Eu soltei uma risadinha, mas logo tratei de reprimi-la.
- Ta bom. Tchau – disse imediatamente.
- Beijo, eu te amo.
Ah, pára, por que ele fazia isso?
Eu gemi e desliguei o telefone antes que ele falasse qualquer outra coisa que fizesse meu coração palpitar. Agora eu estava me restringindo a se apaixonar por ele. Aquele abismo idiota! Na verdade, me recusava era me afogar naquele oceano de novo.
Novamente, pisei de leve no acelerador e voltei para onde meu pai estava. Tentei voltar. Eu me perdi num campo de golfe. Num campo enormemente amplo.
Vi a bolinha quicar, vi de onde ela vinha e segui sua direção contrária, pelo menos tinha algum ser humano lá jogando. A não ser que um esquilo tivesse confundido a bolinha de golfe com uma noz. Daí quando ele chegou em casa feliz com a coisa redonda e branca, percebeu que não era uma noz e a tacou para fora de sua casinha que era dentro do tronco de uma árvore.
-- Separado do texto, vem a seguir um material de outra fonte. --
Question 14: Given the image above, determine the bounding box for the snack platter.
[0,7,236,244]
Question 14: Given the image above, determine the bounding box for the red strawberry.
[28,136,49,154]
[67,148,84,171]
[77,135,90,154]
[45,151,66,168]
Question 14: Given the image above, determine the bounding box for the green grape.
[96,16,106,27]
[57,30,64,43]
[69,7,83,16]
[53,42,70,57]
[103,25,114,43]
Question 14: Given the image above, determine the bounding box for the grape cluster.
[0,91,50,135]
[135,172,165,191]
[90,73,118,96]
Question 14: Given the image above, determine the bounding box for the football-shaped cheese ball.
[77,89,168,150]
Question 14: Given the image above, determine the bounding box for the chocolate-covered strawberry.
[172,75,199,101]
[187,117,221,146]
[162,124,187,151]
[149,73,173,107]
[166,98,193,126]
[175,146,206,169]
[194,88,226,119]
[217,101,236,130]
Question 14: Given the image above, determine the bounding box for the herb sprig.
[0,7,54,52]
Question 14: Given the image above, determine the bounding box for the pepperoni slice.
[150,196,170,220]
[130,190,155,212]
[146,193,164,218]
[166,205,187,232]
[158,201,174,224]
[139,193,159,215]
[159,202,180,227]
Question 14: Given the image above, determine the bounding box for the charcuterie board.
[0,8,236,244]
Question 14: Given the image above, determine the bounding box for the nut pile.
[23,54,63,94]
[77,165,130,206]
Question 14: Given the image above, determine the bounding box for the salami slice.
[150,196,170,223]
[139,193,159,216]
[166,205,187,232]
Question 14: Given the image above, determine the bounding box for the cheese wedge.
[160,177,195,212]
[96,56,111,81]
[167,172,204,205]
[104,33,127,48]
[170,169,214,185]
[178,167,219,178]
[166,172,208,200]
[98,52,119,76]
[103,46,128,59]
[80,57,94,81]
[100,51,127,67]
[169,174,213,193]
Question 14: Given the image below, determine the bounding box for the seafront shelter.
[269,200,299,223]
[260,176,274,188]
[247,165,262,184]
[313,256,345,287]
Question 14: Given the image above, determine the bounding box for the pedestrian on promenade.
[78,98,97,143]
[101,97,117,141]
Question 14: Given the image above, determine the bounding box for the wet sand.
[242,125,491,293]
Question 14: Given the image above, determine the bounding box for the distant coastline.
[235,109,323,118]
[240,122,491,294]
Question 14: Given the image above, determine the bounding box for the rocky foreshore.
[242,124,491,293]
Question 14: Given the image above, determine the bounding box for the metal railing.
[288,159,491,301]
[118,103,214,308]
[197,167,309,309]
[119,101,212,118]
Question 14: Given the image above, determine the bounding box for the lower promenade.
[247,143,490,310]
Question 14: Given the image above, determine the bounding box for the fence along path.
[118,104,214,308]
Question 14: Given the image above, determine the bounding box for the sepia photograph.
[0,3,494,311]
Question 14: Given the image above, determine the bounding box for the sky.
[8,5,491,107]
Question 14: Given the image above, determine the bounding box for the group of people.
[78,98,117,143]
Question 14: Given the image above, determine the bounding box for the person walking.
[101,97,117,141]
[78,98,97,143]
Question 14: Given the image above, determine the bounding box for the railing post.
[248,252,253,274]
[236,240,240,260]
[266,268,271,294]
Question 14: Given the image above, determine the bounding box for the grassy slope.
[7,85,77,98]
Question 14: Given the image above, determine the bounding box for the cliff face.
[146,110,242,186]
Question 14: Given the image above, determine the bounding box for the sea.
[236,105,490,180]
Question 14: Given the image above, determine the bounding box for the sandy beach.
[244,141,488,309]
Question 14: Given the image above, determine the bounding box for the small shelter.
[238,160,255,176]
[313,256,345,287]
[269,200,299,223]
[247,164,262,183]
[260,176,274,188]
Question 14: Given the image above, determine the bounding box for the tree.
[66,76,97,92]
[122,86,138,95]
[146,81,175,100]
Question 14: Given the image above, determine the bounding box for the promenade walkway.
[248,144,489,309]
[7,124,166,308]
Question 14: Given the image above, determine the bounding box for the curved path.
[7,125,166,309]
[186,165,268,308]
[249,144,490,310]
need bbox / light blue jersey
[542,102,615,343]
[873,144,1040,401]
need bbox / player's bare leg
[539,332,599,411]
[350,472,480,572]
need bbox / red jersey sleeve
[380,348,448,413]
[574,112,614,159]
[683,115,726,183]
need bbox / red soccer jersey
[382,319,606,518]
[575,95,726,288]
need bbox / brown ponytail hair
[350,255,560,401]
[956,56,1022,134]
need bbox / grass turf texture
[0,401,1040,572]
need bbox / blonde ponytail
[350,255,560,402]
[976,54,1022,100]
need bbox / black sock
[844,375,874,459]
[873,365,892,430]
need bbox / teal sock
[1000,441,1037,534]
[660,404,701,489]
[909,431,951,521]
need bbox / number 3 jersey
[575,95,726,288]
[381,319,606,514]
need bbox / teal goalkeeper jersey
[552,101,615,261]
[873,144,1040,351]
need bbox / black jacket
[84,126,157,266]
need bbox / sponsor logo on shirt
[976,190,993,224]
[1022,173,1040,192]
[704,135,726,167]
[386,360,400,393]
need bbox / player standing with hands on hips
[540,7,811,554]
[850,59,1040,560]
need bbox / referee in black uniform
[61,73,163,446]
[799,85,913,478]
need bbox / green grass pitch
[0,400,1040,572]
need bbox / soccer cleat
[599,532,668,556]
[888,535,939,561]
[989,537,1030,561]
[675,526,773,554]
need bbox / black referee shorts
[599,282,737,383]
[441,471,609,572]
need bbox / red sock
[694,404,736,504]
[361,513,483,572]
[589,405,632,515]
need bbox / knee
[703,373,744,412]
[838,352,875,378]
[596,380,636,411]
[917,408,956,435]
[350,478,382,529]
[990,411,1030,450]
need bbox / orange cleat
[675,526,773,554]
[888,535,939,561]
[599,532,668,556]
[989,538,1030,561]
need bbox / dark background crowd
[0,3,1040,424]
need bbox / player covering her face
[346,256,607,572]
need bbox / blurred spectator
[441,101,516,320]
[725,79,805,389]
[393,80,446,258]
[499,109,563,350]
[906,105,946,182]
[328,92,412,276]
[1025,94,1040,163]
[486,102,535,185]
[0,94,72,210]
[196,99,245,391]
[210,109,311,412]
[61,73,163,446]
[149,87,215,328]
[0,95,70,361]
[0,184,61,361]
Eu vou parar com isso. Acho que tenho a imaginação fértil demais.
Então, como eu havia dito, tinha um ser humano jogando golfe de onde vira a bolinha. E por sorte esse ser humano era o senhor Robert Woncler que pareceu não perceber minha ausência. Que pai desnaturado.
Ele estava concentrado em sua tacada, e o Sr Manson reparava cada movimento que meu pai fazia. Viviane sentada em uma cadeira de camping de baixo de um guarda-sol tomando alguma coisa amarela.
- Mais gelo! – ouvi ela gritar com o garçom.
Ele assentiu e pegou o copo dela de volta.
Será que ela faria o mesmo comigo quando se casasse com meu pai? É claro que a madame das unhas perfeitas não lavaria louça, ou fizesse qualquer outro trabalho doméstico. Mas eu também não seria sua enteada-criada.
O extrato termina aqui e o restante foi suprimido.